Both the safety and the development projects must be adapted to the actual local situation. This means that the Somali do not receive a standardized product, but a project organised according to local wishes and needs.
Sustainability
The programmes are based on principles of local ownership, “do-no-harm” and sustainability. With aid from the Danish Refugee Council and the Danish Demining Group, the community must develop an action plan for their own village, for both safety and development. This will help creating a sense of ownership of the activities that they themselves should manage in the future.
By defining problems and solutions themselves, the local population obtain a genuine interest in actively solving them. The objective goes even further, and leaves communities able to continue their work with safety and development, after the project ends.

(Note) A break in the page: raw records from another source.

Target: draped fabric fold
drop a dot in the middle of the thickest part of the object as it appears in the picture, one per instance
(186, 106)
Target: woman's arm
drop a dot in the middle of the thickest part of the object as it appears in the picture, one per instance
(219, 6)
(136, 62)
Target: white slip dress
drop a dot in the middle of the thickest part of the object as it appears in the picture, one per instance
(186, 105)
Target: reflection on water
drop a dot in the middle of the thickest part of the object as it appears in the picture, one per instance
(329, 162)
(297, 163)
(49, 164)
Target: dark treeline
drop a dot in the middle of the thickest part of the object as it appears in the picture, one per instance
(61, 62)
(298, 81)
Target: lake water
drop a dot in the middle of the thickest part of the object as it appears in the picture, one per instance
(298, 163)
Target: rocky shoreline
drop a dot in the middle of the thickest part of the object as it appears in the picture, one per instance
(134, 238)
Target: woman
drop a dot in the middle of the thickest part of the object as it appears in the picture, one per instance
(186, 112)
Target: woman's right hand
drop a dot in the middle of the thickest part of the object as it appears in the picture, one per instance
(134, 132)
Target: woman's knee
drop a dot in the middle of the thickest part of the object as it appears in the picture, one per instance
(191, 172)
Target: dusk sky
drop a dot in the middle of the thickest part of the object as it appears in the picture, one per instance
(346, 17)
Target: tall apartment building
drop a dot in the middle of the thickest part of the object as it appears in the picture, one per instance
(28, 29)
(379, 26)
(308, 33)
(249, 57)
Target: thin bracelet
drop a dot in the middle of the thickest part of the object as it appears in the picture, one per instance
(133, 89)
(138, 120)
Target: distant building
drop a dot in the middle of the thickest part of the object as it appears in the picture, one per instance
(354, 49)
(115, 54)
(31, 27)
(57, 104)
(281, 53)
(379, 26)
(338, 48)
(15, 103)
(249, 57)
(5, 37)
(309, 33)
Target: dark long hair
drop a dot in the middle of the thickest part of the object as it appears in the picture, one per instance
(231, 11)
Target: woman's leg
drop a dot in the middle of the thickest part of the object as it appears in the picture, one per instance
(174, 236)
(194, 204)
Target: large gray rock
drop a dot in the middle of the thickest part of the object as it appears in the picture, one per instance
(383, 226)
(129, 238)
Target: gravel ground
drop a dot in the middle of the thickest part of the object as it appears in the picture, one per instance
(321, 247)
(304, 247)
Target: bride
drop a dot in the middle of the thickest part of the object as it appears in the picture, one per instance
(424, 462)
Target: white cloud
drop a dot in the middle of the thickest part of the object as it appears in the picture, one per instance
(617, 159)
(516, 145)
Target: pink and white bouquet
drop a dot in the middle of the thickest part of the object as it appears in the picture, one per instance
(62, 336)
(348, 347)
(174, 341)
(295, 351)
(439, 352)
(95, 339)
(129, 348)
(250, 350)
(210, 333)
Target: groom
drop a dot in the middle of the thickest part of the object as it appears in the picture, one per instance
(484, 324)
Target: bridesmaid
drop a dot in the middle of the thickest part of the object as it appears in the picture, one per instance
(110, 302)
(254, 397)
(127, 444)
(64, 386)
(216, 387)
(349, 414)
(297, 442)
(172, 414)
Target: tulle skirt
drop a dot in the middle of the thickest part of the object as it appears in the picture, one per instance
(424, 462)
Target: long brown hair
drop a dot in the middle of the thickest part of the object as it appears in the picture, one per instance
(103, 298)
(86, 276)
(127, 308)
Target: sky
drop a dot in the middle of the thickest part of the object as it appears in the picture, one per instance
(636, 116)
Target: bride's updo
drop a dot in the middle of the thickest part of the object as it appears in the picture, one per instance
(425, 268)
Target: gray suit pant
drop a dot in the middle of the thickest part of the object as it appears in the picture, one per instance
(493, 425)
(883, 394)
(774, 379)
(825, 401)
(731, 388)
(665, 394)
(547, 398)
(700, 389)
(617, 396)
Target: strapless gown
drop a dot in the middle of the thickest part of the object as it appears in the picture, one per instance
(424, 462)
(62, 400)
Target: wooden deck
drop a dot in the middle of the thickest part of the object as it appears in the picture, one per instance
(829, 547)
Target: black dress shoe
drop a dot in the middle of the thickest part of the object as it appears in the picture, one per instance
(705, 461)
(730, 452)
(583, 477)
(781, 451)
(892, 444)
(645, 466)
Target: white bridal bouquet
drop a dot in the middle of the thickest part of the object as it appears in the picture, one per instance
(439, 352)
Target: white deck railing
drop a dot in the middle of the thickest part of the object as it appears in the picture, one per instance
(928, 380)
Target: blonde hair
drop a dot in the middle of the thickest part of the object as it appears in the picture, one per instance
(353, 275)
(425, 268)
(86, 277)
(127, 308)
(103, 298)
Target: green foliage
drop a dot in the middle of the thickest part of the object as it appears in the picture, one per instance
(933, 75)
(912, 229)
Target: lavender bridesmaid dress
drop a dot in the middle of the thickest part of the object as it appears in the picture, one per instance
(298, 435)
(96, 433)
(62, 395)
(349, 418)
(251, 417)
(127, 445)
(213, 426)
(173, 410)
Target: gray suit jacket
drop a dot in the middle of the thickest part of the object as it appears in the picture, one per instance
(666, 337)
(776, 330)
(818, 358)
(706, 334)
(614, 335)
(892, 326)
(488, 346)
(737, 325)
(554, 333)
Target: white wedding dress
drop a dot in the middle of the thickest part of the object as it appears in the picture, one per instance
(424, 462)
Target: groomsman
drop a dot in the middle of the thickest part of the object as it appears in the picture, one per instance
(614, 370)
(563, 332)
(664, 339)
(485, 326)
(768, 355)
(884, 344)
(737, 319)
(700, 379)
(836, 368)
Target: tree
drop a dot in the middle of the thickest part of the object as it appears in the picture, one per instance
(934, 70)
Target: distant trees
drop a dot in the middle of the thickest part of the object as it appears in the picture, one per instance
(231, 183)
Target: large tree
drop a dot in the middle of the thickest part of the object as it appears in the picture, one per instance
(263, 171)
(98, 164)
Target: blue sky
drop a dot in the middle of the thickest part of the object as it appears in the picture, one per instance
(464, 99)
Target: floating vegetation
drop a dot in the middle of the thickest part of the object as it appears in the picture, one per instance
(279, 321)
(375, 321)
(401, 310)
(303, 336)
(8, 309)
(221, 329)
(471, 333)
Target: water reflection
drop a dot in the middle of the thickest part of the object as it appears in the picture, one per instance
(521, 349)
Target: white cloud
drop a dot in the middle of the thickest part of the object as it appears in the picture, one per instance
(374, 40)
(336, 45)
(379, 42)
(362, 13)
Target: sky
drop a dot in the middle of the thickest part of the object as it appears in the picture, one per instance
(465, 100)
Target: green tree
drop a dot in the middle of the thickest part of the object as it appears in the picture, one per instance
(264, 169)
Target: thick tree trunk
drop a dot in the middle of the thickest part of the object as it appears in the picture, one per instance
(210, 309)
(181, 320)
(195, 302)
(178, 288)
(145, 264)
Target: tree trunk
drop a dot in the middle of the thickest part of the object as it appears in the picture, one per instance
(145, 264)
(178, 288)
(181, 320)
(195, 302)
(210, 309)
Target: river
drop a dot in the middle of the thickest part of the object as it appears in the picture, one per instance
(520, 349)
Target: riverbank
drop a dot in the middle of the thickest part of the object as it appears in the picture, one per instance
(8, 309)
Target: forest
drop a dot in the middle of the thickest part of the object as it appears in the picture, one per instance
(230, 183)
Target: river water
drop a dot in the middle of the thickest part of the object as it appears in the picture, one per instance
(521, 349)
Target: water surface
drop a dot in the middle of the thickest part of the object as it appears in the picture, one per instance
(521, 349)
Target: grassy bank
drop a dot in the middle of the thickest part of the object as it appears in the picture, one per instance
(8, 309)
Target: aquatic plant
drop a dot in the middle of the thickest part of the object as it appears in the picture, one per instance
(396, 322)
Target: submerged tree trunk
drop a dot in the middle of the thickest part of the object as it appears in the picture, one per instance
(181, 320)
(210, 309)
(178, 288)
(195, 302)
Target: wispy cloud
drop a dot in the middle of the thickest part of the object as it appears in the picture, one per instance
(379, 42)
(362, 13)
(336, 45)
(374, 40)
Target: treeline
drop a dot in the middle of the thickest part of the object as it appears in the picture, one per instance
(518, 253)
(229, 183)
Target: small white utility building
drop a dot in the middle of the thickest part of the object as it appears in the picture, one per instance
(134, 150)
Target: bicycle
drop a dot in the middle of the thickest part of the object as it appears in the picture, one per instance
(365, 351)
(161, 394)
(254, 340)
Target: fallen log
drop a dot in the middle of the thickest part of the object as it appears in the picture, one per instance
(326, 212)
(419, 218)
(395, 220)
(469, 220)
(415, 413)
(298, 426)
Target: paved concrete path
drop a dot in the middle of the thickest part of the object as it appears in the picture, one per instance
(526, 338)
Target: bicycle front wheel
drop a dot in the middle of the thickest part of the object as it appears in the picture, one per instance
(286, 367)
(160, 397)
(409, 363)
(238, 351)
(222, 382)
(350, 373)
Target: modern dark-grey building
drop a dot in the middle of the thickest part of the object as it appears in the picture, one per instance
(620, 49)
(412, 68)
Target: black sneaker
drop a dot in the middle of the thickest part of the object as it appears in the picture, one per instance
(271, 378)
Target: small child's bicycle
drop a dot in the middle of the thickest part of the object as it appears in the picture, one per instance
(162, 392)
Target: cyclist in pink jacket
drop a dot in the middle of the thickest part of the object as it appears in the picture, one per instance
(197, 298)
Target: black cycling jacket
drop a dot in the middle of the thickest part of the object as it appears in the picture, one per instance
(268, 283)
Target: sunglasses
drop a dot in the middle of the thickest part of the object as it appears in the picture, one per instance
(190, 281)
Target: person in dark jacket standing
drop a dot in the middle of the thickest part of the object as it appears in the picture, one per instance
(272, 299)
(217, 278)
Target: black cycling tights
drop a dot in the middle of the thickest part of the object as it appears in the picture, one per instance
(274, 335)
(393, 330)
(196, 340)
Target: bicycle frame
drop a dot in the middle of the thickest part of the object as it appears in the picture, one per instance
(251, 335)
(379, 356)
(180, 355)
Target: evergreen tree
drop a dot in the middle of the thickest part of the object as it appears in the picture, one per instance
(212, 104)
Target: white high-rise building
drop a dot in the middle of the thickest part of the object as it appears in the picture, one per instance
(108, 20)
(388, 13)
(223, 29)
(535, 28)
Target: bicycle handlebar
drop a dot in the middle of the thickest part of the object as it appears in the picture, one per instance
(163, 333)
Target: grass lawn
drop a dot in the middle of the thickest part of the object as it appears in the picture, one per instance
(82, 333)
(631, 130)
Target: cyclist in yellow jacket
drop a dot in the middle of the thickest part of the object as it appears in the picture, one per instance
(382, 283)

Possibilities and challenges
An integrated approach to stabilisation and development creates possibilities, that the fragmented approach lacks, however it also leaves new challenges. The main challenge is to strike a balance between initiatives focusing on development and those focusing on safety. Which aspect to be prioritized, and at what time, depends on the specific context and it also requires a firm foundation and understanding of local conditions.
The integrated approach will create a greater need for coordination. The opportunities and the potential with an integrated approach are extensive, and there is no doubt that this approach could prove vital in augmenting the fragile states of the world.
Progress in Somalia
However, neither strategy papers nor glossy words will make Somalia a stable country to live in. What is needed is a locally based approach to stabilization and capacity building to complement the effort being made at national level.
It is imperative that the Somali population is actively involved in the process to give them a feeling of ownership in campaign for safety and development. This way there is a better chance, for the work to continue also when the international organisations are no longer there. Through local ownership and strengthened knowledge will give the sustainability of the stabilization effort better terms.
Based on a well-planned integration of efforts it is certainly possible to make local communities able to improve their own future safety and development, and in the end this will ultimately benefit Somalia as a whole.
Safety and development initiatives can complement each other to create a synergy that will make the international community’s involvement in Somalia more effective. The news that international actors and donors in particular, advocate an integrated approach is promising, as efforts of the civil organisations in local communities are recognized in addition to the intergovernmental and inter-ministerial initiatives. This will undoubtedly make the future brighter for Somalia as well as for other fragile states.